Taxation must not encroach on life's necessities

Since taxation may not encroach on the necessities of life, it is impossible for taxation to become a burden or for taxpayers to become indebted to the government for tax. Since this new tax violates this principle many may well become indebted to the local authority for taxes they cannot afford. It should be clear that many persons, in particular, pensioners and others living on fixed incomes will not be able to bear the cost of this new tax. Nor will large families who have greater expenses to contend with, compared with smaller families, be able to afford this new tax. They have less money available to pay this tax. This new tax, in violation to the first fundamental principle of taxation, will create tax debtors.

In terms of the first canon the deduction from gross income to determine the taxable income, must increase to recognise the increased cost of the necessities of life. This new property-based tax does not do this. It thus should be clear that many persons who own houses will not be able to afford this new tax. It may be that some can make an application for a reduction in taxes. This is in itself problematic. People who have endeavoured during their entire lives to pay their way will now have to be humiliated by applying for a rebate and disclose all their private affairs to municipal officials. This is a further invasion of the privacy of the individuals.

A consequence of not recognising the right for a deduction for the necessities of life may well be that many elderly persons will die indebted to the local authority which will be able to expropriate private property via the tax system.

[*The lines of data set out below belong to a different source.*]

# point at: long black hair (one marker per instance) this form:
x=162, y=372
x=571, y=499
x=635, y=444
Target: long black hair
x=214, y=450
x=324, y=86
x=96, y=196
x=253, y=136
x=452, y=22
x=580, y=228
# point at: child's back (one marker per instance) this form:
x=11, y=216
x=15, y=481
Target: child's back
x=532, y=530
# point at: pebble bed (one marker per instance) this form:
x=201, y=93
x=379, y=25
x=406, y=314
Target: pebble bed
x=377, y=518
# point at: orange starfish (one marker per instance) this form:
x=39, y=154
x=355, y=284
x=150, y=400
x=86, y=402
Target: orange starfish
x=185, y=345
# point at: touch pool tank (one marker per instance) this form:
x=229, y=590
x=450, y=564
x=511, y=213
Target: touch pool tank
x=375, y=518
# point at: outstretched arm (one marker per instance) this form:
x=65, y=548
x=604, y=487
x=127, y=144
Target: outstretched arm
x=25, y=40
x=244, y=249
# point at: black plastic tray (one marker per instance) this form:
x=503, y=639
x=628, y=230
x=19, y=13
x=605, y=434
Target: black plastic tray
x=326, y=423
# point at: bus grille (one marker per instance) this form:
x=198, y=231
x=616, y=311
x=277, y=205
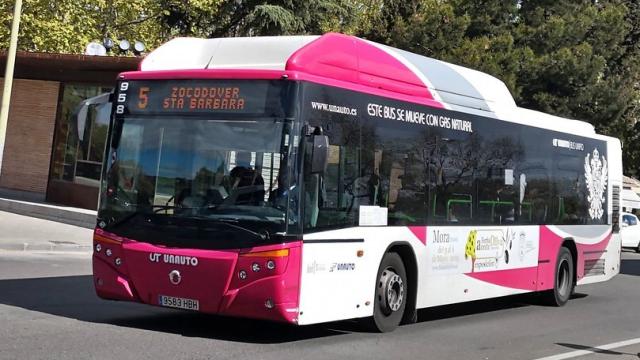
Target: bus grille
x=594, y=267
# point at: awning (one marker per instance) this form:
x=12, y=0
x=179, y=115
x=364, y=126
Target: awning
x=630, y=199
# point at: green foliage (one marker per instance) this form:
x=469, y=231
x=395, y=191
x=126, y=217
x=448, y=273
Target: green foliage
x=68, y=25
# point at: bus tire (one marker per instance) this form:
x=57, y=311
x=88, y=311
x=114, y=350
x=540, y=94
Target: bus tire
x=563, y=284
x=390, y=294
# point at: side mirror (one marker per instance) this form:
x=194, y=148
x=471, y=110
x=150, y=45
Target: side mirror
x=319, y=154
x=80, y=113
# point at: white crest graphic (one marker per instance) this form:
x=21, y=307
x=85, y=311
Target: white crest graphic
x=595, y=174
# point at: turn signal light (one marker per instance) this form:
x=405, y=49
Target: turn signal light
x=270, y=253
x=104, y=239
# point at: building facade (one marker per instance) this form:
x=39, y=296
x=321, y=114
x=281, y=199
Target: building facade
x=43, y=158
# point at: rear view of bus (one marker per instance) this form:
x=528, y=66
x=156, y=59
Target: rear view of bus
x=311, y=179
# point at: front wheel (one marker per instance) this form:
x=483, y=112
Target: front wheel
x=390, y=294
x=563, y=283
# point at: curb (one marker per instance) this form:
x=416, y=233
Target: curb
x=46, y=247
x=85, y=219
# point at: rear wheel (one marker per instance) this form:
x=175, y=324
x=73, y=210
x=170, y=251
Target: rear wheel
x=563, y=283
x=390, y=294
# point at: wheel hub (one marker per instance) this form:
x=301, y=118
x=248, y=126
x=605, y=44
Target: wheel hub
x=390, y=291
x=563, y=278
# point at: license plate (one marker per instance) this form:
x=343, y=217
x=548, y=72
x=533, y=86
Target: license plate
x=179, y=303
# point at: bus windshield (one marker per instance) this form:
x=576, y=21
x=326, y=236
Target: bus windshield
x=197, y=182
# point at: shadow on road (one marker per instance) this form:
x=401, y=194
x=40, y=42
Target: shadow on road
x=74, y=297
x=596, y=350
x=630, y=267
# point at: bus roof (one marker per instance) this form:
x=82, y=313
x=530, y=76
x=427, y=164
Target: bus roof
x=351, y=59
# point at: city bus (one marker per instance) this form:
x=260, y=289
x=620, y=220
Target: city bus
x=309, y=179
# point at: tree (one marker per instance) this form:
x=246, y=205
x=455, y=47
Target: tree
x=259, y=17
x=67, y=26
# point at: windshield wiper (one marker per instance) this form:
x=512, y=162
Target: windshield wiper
x=117, y=222
x=262, y=237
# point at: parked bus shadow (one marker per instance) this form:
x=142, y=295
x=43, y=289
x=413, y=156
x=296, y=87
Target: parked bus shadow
x=485, y=306
x=74, y=297
x=630, y=267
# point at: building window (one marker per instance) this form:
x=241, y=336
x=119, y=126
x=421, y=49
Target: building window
x=78, y=157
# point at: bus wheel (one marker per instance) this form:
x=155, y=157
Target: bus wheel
x=390, y=295
x=563, y=283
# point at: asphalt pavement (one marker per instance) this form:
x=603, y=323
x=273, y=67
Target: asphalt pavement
x=48, y=310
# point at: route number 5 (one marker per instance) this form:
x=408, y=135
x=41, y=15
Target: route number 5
x=143, y=98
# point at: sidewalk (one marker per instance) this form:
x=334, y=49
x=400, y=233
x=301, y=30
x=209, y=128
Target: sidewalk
x=67, y=215
x=24, y=233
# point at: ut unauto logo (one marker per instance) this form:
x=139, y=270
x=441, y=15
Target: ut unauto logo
x=175, y=277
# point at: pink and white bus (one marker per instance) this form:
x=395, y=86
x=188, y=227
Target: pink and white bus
x=308, y=179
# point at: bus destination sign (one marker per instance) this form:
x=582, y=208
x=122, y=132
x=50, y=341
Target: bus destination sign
x=191, y=96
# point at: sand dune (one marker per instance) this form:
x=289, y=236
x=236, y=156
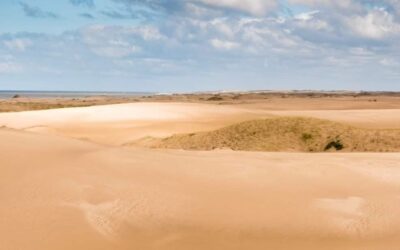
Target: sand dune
x=57, y=192
x=287, y=134
x=64, y=194
x=122, y=124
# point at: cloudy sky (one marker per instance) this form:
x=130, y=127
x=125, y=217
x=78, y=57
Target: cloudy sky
x=193, y=45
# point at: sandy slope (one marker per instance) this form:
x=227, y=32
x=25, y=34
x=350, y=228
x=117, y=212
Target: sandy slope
x=122, y=124
x=63, y=194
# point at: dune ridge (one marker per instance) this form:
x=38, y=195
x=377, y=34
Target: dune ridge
x=298, y=134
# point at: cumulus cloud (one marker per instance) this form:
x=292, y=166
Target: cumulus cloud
x=224, y=45
x=210, y=38
x=376, y=24
x=36, y=12
x=87, y=3
x=18, y=44
x=255, y=7
x=9, y=68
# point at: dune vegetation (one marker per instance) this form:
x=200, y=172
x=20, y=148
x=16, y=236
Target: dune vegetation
x=297, y=134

A flat rate on income after provision for VAT

The provision of a flat rate has been violated since Lloyd George's 1909-10 budget when the system of progressive taxation was introduced. This new municipal tax is highly regressive, that is, it falls much more heavily on the poor than the wealthy. Since this new tax is based on ownership and property values and not income it also violates the above third requirement. Thus a person living on R850 pm will have a tax burden many times in excess of that person's total income. On the other hand, two people living on R2 000 000 pa in the same value home will be paying smaller fraction of their income.

The new municipal tax system as a tax

It should be clear that this new municipal tax system completely lacks legitimacy as a tax system. In light of this and our previous article, this new system thus lacks legitimacy as either a municipal rates or tax system. In other parts of the world where the municipal rates system became oppressive, inhabitants voted with their feet - they moved to more favourable tax locations.

The same will happen in South Africa as it becomes increasingly clear that in comparison to other countries, South Africa does not compare economically. With declining revenues, government expenditure will not decline and the government will increasingly bridge the gap by printing money and inflation will become increasingly apparent. In this case, increasing interest rates will not prevent inflation.